Drug overdoses and drug-related diseases have killed nearly 400,000 people in the United States over the past decade—on par with the number of American soldiers who died during World War II. Nearly 400,000 others have committed suicide, while 250,000 died from liver disease and other alcohol-related illnesses. About a fifth of all of these deaths involved prescription painkillers or heroin. Together, these “deaths of despair” have been destructive enough to shorten the life span of a whole demographic group, namely middle-aged white people without college degrees.
Beyond its devastating effect on families and communities, there is emerging evidence that this health crisis also has political repercussions. Consider Coos County, New Hampshire, which occupies the state’s northern tip and has the highest death rate from drugs, alcohol, and suicide in all of New England. It used to be reliably Democratic: Barack Obama won the county by nearly 20 percentage points in 2008 and again in 2012. But this year Donald Trump took it easily, by nearly 10 points.
Coos County is not an isolated case.
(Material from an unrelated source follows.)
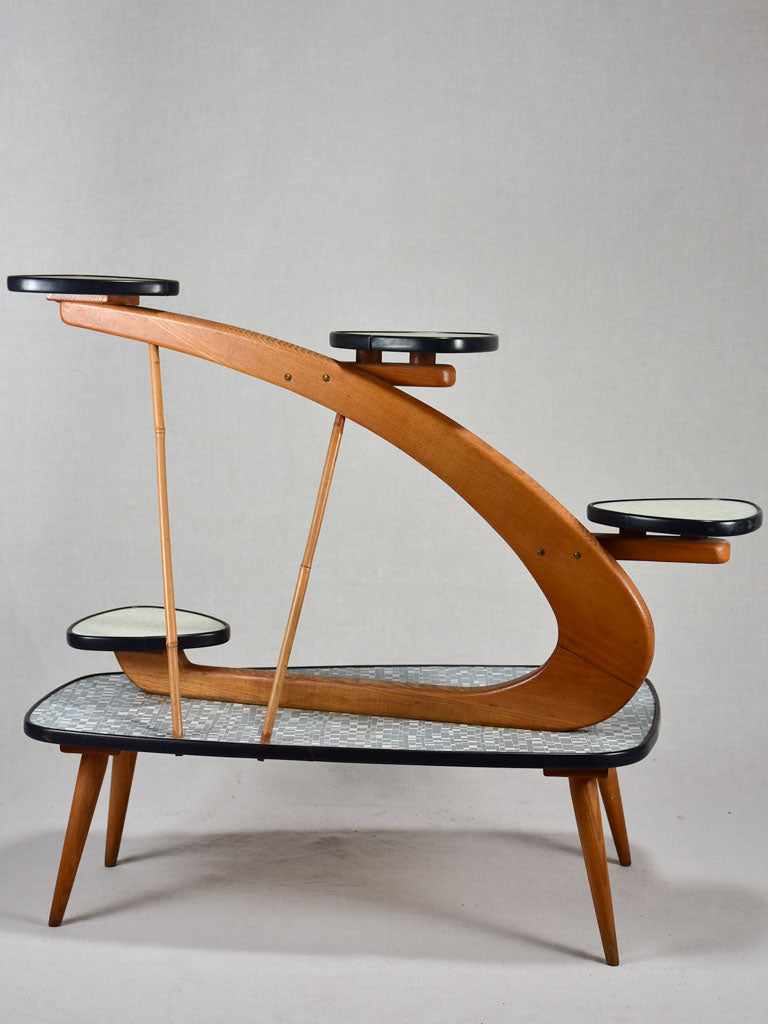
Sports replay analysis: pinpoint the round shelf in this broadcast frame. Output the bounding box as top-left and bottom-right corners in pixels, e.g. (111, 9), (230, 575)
(67, 604), (229, 651)
(331, 331), (499, 355)
(587, 498), (763, 537)
(8, 273), (178, 295)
Across the country, and particularly in the industrial Midwest and New England, Trump was unexpectedly successful (as compared to Mitt Romney) in counties heavily burdened by opioid overdoses and other “deaths of despair.” That’s the conclusion of a new research paper by Shannon Monnat, a sociologist and demographer at Pennsylvania State University. It adds to previousreporting on Trump’s appeal in areas shaken by addictions and white mortality. In New England, according to Monnat’s analysis, Trump actually performed more poorly than Romney in counties experiencing low levels of mortality from drugs, alcohol, and suicide. But in the hardest-hit counties in that region, he did better than Romney by nearly 10 percent, on average. In Midwestern counties with high mortality rates, Trump bettered Romney’s averages by more than 16 percent. (The Economist also found that poor health within a county was a strong indicator of Trump’s over-performance, though that analysis considered a wider range of health metrics.)